Die Oberbürgermeisterin und die zuständige Verwaltung will nun die Zulassung einer Berufung vor dem Bayerischen Verwaltungsgerichtshof erwirken. Die Grüne Fraktion im Augsburger Stadtrat sieht diese Entscheidung der Stadtverwaltung kritisch. Peter Rauscher, Fraktionsvorsitzender der Grünen: “Wir freuen uns darüber, dass das Verwaltungsgericht das Klimacamp klar als Demonstration eingestuft hat. Somit herrscht nun auch juristische Klarheit.
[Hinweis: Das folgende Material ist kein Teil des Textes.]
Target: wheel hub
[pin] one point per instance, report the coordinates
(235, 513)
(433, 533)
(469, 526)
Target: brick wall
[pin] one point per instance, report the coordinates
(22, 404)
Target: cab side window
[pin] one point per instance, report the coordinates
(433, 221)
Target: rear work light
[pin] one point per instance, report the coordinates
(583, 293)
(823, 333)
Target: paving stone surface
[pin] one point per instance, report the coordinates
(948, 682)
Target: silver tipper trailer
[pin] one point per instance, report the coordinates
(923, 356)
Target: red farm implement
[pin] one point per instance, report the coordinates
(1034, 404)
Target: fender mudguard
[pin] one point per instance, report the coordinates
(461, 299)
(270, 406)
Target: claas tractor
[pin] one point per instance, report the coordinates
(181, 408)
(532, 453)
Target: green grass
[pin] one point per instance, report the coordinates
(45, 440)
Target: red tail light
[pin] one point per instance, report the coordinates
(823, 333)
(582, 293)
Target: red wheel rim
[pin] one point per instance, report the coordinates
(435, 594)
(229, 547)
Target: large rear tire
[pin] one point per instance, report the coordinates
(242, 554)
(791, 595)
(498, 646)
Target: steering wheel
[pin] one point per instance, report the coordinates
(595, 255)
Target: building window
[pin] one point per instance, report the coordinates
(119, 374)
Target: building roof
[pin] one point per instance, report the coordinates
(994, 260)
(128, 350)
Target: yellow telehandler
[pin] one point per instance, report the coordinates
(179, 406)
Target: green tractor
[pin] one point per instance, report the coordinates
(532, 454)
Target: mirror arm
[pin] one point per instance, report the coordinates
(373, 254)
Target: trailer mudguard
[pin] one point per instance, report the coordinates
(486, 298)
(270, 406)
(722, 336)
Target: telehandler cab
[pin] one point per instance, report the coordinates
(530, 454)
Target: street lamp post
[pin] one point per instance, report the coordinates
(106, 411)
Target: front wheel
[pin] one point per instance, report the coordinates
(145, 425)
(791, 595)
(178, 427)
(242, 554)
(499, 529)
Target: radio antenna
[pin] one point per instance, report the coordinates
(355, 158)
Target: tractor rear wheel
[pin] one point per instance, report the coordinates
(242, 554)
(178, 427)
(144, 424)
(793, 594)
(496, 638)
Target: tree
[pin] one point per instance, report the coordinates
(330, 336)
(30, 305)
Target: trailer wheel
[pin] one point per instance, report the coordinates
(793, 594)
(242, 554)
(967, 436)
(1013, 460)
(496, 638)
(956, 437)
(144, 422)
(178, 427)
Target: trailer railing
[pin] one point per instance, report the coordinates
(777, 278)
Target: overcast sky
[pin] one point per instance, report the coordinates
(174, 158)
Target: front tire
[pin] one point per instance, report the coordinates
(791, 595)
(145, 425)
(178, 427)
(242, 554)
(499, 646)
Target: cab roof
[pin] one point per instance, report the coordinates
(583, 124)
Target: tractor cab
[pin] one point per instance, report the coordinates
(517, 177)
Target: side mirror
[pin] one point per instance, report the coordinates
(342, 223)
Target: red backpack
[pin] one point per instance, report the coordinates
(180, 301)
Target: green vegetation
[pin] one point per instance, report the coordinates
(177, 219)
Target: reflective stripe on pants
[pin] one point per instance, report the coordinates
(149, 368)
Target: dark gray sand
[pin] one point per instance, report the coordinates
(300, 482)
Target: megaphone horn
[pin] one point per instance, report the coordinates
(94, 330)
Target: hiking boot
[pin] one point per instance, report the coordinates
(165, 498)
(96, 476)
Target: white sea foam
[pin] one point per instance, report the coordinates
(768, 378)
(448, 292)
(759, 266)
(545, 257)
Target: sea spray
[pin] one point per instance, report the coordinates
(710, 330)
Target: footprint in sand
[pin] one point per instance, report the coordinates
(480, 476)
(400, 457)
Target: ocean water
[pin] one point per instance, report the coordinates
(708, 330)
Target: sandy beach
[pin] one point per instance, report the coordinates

Wir als Fraktion waren uns früh einig, dass das Camp richtig und wichtig ist. Denn es schafft Aufmerksamkeit für das existenziell wichtige Thema Klimaschutz, bietet allen Augsburger*innen Informationen und erinnert uns alle täglich daran, wo unsere Prioritäten liegen sollten.”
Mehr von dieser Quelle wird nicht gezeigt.